I've had some serious lack-of-sleep issues, mostly due to stress. Fell asleep at the wheel resulting in a car accident; hugely scary. I was fine, no big issues on paper except for a huge slap-in-the-face, what-the-hell-are-you-doing-with-your-life-you-asshole feeling. A very real sense of needing to get my shit together. At one point I felt as if I truly knew what I was doing, these days I'm far from confident in that department. Searching for some purpose behind my actions at-large.
Lately I have been feeling great! I have been on a 9-day tour with the Points North and Manners, and this is day seven. We played at a very weird campfire on the Hudson last night at an incredibly beautiful and peaceful location. College kids got really wasted. Is that a given?
Itinerary:

BOSTON, MA - MassArt Squash courts. Totally beautiful, tiny gymnasium with boss reverb. Tons of friends and wonderful bands, including Brown Bird and Gracious Calamity.
BELFAST, ME - Waterfall Arts Center - sweet show, wine and vegan chili, lots of young punk families and parents/children in general. Really cool. Stayed in Freedom with Kyle and Little Man. Such a great time.
PORTSMOUTH, NH - Red Door - Fun show, great walks around Portsmouth/Kittery. I have a detached road sign that wouldn't fit in the car that I stashed away on Badger Island.

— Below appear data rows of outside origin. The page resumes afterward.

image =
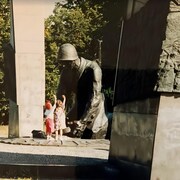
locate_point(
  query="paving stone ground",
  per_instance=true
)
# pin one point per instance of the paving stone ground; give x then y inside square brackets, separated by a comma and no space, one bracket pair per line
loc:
[32,151]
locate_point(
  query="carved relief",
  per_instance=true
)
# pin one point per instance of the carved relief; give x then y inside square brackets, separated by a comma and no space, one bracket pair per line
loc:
[169,68]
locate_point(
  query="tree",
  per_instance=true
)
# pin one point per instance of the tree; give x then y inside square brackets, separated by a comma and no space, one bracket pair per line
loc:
[4,39]
[77,22]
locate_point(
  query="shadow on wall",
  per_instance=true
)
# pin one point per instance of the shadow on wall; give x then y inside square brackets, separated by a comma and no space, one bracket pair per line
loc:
[142,39]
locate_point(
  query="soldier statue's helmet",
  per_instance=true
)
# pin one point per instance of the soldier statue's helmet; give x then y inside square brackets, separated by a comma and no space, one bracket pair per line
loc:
[67,52]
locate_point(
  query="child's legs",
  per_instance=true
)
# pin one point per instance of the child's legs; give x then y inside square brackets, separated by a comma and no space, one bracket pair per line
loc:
[49,127]
[61,134]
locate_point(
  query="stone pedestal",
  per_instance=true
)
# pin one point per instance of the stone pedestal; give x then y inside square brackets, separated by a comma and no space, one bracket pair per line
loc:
[27,40]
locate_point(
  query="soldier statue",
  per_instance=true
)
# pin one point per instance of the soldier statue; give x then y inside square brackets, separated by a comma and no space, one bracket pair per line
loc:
[80,82]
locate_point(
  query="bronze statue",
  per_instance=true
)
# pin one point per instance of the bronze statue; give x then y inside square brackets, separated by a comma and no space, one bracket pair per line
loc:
[80,82]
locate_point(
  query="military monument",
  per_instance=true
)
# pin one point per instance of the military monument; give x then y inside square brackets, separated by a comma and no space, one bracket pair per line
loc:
[25,67]
[145,130]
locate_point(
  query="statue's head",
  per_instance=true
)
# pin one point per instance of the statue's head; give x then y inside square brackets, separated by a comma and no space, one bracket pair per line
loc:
[67,52]
[68,56]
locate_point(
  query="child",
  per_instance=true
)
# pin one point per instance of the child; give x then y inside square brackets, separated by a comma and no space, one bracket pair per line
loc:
[49,118]
[60,118]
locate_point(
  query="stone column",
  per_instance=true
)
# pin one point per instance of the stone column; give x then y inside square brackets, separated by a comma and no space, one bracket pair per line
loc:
[146,119]
[27,44]
[166,153]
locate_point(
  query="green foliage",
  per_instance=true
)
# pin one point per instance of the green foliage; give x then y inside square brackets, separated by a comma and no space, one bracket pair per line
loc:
[4,39]
[77,22]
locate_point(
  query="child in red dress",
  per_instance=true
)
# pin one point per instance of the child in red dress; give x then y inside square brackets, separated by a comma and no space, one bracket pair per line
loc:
[60,118]
[49,118]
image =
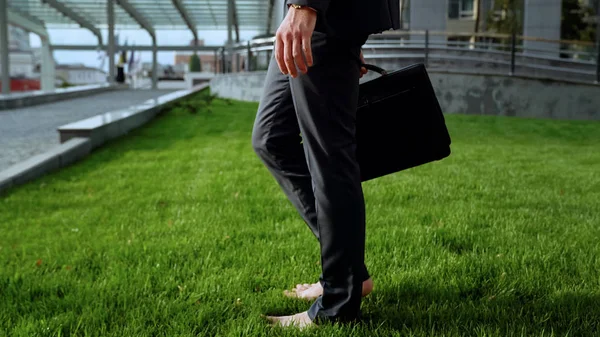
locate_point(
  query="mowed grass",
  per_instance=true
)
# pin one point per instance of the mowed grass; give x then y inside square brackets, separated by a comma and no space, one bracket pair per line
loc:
[179,230]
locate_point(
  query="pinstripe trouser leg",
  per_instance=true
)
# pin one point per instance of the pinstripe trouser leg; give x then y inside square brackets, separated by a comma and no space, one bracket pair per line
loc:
[318,171]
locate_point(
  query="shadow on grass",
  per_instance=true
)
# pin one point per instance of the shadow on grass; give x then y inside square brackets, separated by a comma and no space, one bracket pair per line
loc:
[469,313]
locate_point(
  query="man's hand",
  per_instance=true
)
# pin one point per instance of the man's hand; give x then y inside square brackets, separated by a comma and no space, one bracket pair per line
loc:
[363,70]
[292,41]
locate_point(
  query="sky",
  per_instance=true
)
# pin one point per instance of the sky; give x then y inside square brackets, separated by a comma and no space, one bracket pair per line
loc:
[133,37]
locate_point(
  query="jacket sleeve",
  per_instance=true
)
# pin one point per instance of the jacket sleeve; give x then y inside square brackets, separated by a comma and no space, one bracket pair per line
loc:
[319,5]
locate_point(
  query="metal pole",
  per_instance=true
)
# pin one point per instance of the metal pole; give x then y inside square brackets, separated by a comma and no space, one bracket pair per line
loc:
[216,61]
[223,61]
[110,12]
[426,48]
[229,34]
[48,67]
[249,59]
[598,42]
[513,52]
[4,47]
[154,64]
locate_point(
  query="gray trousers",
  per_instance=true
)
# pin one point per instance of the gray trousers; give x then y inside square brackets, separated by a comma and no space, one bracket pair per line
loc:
[305,135]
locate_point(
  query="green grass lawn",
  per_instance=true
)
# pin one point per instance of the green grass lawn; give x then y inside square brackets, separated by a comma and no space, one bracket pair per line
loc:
[179,230]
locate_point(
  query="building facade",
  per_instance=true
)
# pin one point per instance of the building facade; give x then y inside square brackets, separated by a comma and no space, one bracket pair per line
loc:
[79,74]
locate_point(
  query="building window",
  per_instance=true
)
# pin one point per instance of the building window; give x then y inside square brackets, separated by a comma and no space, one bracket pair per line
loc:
[461,9]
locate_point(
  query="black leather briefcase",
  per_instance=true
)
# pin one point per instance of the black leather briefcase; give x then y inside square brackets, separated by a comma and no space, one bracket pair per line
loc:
[399,122]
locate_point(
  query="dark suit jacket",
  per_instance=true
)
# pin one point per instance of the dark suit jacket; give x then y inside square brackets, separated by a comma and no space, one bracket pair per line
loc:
[353,20]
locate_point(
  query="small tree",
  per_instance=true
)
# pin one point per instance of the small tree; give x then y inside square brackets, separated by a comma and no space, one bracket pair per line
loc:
[195,65]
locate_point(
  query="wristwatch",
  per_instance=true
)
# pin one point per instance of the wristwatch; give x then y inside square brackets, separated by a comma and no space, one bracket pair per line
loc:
[295,6]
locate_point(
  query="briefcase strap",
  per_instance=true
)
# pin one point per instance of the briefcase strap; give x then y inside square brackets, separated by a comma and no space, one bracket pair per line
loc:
[375,68]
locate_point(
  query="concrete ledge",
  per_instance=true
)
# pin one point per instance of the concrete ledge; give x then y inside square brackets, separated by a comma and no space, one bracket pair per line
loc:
[467,92]
[57,157]
[20,100]
[80,138]
[102,128]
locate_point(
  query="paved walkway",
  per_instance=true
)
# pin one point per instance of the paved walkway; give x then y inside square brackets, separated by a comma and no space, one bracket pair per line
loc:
[29,131]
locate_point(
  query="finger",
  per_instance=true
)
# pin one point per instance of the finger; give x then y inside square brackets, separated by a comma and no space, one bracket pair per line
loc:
[288,56]
[279,45]
[297,54]
[307,49]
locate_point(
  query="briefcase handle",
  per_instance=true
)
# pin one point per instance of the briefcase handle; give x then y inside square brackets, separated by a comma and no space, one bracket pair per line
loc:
[375,68]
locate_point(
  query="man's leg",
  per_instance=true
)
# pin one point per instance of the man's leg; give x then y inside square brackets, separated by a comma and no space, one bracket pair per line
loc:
[325,100]
[276,139]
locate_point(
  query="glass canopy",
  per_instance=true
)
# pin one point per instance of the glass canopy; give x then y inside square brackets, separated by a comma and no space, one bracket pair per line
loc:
[159,14]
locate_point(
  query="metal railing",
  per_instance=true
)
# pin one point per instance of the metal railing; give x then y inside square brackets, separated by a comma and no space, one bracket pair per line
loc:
[470,52]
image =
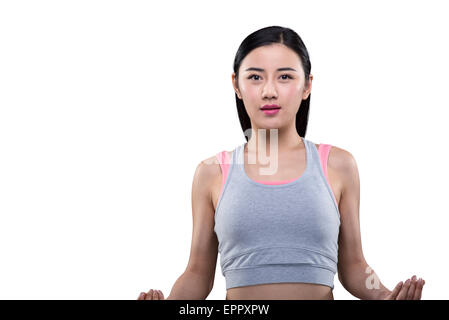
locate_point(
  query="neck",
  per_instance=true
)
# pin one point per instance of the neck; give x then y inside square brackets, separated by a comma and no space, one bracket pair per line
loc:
[274,140]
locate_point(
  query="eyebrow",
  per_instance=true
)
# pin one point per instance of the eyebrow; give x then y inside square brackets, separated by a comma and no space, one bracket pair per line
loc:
[262,70]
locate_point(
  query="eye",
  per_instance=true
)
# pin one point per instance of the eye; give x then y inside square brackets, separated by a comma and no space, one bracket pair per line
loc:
[290,77]
[284,75]
[253,75]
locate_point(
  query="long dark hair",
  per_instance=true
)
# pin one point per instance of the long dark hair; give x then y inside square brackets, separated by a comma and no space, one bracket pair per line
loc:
[267,36]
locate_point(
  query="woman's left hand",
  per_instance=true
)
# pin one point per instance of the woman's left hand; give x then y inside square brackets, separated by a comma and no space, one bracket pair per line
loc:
[410,290]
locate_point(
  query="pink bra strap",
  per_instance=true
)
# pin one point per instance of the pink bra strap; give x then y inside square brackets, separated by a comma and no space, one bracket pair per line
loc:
[324,150]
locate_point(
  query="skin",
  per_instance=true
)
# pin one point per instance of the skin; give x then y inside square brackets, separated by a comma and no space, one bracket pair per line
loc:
[288,89]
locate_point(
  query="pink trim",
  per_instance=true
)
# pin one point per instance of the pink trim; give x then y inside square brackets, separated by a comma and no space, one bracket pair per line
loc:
[276,182]
[224,160]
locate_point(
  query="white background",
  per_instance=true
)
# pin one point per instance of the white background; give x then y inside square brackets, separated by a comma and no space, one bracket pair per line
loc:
[107,107]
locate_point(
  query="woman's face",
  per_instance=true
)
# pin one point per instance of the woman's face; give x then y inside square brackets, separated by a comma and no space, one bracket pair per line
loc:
[270,75]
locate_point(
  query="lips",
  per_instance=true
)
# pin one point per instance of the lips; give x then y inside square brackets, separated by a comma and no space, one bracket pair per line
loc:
[270,107]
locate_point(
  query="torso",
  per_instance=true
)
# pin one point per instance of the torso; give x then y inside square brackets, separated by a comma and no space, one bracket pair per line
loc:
[285,291]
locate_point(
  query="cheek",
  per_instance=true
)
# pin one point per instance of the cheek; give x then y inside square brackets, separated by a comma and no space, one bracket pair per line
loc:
[292,91]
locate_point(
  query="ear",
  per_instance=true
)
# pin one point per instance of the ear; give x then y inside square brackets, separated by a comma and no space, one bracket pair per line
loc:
[234,84]
[308,89]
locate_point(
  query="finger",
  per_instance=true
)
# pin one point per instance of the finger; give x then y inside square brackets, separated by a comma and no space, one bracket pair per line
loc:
[411,290]
[395,291]
[141,296]
[418,290]
[149,295]
[403,293]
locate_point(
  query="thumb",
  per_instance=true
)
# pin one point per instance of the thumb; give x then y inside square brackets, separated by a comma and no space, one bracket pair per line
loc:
[393,294]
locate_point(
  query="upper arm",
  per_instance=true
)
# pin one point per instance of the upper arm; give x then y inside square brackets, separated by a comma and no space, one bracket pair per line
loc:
[349,241]
[204,246]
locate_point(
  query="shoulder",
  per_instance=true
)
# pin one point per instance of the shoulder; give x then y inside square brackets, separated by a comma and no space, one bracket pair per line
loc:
[343,163]
[208,171]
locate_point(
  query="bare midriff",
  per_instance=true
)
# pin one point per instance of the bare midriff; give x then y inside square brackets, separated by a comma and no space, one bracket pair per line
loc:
[281,291]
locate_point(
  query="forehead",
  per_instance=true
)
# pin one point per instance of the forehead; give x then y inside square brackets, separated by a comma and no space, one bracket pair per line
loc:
[271,57]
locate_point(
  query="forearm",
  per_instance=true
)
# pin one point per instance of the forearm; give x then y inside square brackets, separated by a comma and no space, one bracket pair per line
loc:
[190,286]
[362,282]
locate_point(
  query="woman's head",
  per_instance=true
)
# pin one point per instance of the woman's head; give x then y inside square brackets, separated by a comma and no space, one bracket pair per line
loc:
[258,81]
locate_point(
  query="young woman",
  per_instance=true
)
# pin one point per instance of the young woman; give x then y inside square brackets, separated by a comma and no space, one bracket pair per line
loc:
[281,235]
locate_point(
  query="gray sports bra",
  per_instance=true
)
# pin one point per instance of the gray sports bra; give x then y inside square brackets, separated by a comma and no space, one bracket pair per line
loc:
[277,233]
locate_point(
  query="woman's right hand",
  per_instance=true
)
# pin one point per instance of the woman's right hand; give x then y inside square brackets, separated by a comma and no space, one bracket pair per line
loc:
[151,295]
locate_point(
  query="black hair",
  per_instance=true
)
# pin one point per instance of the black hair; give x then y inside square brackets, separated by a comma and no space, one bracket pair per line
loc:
[268,36]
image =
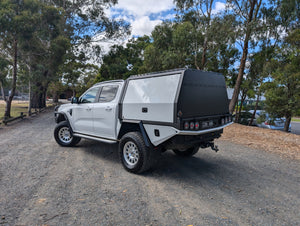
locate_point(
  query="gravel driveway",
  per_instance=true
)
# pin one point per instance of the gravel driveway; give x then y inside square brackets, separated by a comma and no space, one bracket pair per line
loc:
[44,184]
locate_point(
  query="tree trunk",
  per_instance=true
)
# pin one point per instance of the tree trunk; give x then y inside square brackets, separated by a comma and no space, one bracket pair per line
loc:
[2,91]
[287,123]
[241,106]
[29,96]
[14,81]
[243,59]
[203,59]
[254,112]
[55,97]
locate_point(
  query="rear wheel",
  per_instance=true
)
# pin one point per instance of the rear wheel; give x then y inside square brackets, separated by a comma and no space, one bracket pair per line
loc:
[188,152]
[133,153]
[63,135]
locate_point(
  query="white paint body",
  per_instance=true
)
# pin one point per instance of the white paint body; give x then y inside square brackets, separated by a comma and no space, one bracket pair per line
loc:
[100,121]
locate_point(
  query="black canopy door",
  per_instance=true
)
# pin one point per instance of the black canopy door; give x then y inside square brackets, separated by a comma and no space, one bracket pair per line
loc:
[202,94]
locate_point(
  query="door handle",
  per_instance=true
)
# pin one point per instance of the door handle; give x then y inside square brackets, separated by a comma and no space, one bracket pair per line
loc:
[108,108]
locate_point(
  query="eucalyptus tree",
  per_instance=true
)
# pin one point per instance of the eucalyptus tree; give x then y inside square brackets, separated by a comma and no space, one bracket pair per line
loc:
[18,19]
[248,14]
[201,10]
[283,89]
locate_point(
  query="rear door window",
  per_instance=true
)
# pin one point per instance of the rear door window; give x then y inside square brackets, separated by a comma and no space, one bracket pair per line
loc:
[108,93]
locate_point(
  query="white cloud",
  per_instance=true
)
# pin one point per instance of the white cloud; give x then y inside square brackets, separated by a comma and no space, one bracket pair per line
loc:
[140,8]
[139,13]
[143,26]
[219,7]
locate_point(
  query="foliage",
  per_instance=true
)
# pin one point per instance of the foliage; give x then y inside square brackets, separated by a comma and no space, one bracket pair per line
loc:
[121,62]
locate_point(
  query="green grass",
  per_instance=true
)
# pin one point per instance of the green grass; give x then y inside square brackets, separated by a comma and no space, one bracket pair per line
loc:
[16,108]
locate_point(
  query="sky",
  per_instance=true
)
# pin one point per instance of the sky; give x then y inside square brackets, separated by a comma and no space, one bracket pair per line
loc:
[144,15]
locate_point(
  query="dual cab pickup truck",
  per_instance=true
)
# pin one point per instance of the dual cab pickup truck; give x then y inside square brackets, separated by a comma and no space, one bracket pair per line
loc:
[182,110]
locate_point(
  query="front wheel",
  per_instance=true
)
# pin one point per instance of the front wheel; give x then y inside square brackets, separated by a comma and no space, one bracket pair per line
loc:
[63,135]
[133,153]
[188,152]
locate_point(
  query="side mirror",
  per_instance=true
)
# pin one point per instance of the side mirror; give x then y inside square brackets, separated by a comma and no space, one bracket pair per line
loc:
[75,100]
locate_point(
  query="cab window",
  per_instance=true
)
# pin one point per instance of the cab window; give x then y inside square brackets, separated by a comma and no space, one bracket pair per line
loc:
[108,93]
[89,96]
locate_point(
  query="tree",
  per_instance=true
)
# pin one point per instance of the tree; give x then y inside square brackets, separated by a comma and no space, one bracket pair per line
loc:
[121,62]
[18,19]
[3,70]
[247,13]
[201,10]
[283,91]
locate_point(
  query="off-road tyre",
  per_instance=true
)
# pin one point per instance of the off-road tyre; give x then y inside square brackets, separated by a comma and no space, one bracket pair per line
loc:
[186,153]
[133,153]
[63,135]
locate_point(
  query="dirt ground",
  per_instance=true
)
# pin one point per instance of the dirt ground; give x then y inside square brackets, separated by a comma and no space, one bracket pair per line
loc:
[42,183]
[282,143]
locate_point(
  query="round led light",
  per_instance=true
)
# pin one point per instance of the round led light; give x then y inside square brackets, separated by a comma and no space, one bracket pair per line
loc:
[186,125]
[197,125]
[192,125]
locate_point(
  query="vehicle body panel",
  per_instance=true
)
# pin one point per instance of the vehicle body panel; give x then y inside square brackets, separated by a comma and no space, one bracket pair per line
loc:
[146,99]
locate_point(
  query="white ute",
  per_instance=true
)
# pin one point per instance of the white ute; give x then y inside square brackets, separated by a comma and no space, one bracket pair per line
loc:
[182,110]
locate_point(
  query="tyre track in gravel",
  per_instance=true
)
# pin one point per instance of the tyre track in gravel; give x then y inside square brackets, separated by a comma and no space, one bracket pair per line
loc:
[42,183]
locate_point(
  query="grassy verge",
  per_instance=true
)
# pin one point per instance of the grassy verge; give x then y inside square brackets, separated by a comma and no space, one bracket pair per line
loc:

I shall return.
KEENE, NH - The Starving Artist - Very cool diy-run art space in the town that Jumanji was filmed. Some dressed-up-fancy girls were in attendance, it was one of their birthdays. Weird.
WALLKILL, NY - Matty's house - At the top of a windy mountain. Show was powered by a PA system from Abercrombie & Fitch consisting of about two dozen small speakers. Weird, cool. Christmas lights. Walks in the woods. Huge bird. Moat. Sports cars.
ANNONDALE-ON-HUDSON, NY - Beautiful place. So calming.
BROOKLYN, NY - tonight! Not expecting much, honestly. Show with Wailing Wall, which will rule.
PROVIDENCE, RI
QUINCY, MA

Also, on the way to Wallkill, NY we swung by the site of Woodstock '69 in Bethel, NY. We played recreational flying disc(frisbeedude) on the site of the mainstage, ran around a bit, put dandelions in our hair and were promptly kicked out by a security guard in a jeep.

I feel really good.

Monday, March 30, 2009

No pueden quemar nuestros sueños!

I'm sitting in the normal coffee drinking spot. The Beatles are playing on the stereo. For this I am thankful. My friend Bryan is doing homework nearby on incredibly bright fuchsia paper. It is a rainy and cold day. I woke rather early today, as I went to bed before 10 pm last night. This week wore me out. Today finds the author hiding indoors, defiantly in a short-sleeve shirt but pragmatic woolen socks and hat. The socks are pure Icelandic. The hat is Canadian, and homemade. Both are grey, and just itchy enough that I never forget that I am wearing them but not so itchy that's they are at all uncomfortable. A perfect balance such as this is a rarity. I would like to summarize my life metaphorically as I do my socks and hat, but I don't think I have quite reached that level yet. But I'm satisfied.
Recently, however, a disaster occured. On Thursday night the Stone Soup Community Center here in Worcester suffered a serious fire. I was en route to work, driving down May St as two or three fire engines roared past. Every time I see emergency service vehicles with lights & sirens on I hope they reach their destination in time. In this case it was perhaps too late for them to keep our beloved building from sustaining massive damage throughout all three floors. Even more upsetting is that Coco, resident Stone Soup kitty, perished in the blaze. RIP, Coco.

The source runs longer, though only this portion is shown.